Evaluation of the Relationship Between Initial Lymphocyte Count and Molecular Response to Imatinib Therapy in Chronic Myeloid Leukaemia Patients

Introduction:Chronic myeloid leukaemia (CML) is a myeloproliferative neoplasm characterised by the overproduction of haematopoietic cells in the granulocytic series, involving translocation of chromosomes 9 and 22. The first tyrosine kinase inhibitor, imatinib, used in the treatment of CML, represents one of the most successful targeted therapies marking a new era in the treatment of CML. Many scoring systems such as the Hasford and Sokal systems have been developed to stratify CML patients into risk categories, and to predict patient outcome. We aimed to evaluate the relationship between blood lymphocyte count (BLC) at diagnosis and molecular response to imatinib therapy as a prognostic factor.Methods:A total of 108 chronic phase CML patients diagnosed between January 2010 and January 2020 were evaluated. Patient characteristics, laboratory results, BLC and response to treatment were recorded.Results:The median BLC was 4,665/mm3 and patients were divided into two groups according to the median BLC as ≤4,665/mm³ and >4,665/mm³. The responses at 3, 6, 12 month and the final status of patients, namely achievement of major molecular response or not, did not differ between the two groups of patients.Conclusion:The introduction of new therapeutic options in CML necessitates improvement in existing risk scoring systems.

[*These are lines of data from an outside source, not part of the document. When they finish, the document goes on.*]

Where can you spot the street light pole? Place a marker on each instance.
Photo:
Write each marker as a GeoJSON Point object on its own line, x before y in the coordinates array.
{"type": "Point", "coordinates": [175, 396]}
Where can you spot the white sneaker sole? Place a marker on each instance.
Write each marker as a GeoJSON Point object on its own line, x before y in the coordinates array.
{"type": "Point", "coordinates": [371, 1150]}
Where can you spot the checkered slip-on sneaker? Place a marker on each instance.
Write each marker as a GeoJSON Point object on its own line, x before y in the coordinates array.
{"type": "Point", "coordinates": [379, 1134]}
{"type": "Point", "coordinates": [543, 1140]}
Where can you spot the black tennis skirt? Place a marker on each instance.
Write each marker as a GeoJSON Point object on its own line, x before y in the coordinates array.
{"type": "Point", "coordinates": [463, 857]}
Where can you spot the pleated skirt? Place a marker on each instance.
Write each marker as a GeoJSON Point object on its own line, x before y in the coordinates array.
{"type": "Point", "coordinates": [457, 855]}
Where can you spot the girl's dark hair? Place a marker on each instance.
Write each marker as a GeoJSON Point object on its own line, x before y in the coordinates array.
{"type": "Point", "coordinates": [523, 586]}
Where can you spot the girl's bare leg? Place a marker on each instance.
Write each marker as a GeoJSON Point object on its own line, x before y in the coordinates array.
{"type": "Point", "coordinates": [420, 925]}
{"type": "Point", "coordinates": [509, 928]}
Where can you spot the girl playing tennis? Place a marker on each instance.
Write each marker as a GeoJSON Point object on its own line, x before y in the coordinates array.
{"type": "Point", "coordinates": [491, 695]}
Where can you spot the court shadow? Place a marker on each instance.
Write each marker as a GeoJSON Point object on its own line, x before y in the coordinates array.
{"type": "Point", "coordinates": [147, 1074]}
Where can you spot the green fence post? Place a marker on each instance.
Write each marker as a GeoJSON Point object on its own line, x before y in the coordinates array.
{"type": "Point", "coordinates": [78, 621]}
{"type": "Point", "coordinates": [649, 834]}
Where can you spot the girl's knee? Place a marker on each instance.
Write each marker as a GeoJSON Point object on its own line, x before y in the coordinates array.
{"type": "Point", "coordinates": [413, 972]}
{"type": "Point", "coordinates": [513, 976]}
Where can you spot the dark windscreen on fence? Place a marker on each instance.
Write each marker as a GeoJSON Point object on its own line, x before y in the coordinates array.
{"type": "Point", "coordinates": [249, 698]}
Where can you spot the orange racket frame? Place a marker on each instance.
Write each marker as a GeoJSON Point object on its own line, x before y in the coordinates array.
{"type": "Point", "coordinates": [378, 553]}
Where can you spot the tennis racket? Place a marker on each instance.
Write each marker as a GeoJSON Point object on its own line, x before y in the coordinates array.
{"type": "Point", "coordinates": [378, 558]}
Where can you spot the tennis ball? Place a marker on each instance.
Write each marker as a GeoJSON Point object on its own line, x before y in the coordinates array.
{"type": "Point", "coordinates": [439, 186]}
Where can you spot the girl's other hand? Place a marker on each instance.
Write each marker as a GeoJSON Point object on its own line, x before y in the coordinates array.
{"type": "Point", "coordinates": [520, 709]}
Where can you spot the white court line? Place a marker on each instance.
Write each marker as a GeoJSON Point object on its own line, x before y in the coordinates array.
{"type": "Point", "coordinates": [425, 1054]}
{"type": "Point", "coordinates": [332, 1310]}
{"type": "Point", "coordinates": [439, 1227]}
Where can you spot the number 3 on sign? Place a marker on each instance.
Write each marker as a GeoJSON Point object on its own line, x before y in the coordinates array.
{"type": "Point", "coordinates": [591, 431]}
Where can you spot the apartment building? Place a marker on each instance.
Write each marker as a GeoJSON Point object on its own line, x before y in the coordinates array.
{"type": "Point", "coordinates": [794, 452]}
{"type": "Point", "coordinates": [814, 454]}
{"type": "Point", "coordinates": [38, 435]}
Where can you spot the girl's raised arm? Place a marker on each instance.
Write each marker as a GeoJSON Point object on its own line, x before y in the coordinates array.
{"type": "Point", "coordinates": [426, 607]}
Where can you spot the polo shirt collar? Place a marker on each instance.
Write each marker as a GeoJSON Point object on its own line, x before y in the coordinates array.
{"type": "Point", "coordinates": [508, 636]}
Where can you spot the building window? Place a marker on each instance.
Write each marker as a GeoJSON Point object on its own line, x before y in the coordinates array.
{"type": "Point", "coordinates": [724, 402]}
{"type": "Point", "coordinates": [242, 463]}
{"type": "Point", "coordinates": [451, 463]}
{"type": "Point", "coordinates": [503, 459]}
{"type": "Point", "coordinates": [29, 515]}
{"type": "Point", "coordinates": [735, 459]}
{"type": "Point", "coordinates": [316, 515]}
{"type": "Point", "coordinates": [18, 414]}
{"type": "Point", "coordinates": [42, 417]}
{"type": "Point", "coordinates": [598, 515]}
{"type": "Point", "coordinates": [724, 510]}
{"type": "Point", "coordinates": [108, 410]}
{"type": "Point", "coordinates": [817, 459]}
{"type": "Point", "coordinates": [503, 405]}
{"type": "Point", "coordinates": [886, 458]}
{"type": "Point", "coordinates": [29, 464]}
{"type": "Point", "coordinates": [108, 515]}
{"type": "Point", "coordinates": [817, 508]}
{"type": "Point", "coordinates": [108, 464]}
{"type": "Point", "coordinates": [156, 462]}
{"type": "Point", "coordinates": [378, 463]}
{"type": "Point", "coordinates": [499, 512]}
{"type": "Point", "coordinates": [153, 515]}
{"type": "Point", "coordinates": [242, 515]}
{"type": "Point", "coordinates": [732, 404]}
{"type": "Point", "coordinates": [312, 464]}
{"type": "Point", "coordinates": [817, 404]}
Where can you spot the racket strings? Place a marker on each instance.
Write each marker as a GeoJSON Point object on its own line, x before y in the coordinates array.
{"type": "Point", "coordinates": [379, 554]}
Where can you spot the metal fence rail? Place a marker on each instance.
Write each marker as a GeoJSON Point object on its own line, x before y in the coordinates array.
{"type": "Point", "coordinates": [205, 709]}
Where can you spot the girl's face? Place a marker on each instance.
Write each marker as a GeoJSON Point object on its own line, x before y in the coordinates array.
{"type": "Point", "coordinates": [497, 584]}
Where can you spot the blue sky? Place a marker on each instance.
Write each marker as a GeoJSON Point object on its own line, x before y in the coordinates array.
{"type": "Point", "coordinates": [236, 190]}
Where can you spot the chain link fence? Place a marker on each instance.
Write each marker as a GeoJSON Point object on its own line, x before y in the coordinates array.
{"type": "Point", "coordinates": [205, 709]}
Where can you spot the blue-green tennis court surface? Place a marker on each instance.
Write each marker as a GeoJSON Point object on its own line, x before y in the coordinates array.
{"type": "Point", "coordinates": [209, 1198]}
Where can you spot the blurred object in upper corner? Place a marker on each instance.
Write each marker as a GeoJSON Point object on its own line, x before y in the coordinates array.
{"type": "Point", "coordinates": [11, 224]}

No direct relationship was found between the initial BLC and imatinib response in CML. However this is the first study exploring the role of BLC at diagnosis in CML patients receiving imatinib, and further studies that look into lymphocyte subgroups as well as bone marrow lymphocyte count at diagnosis might allow a more precise evaluation about the contribution of lymphocyte count to risk assessment in CML patients.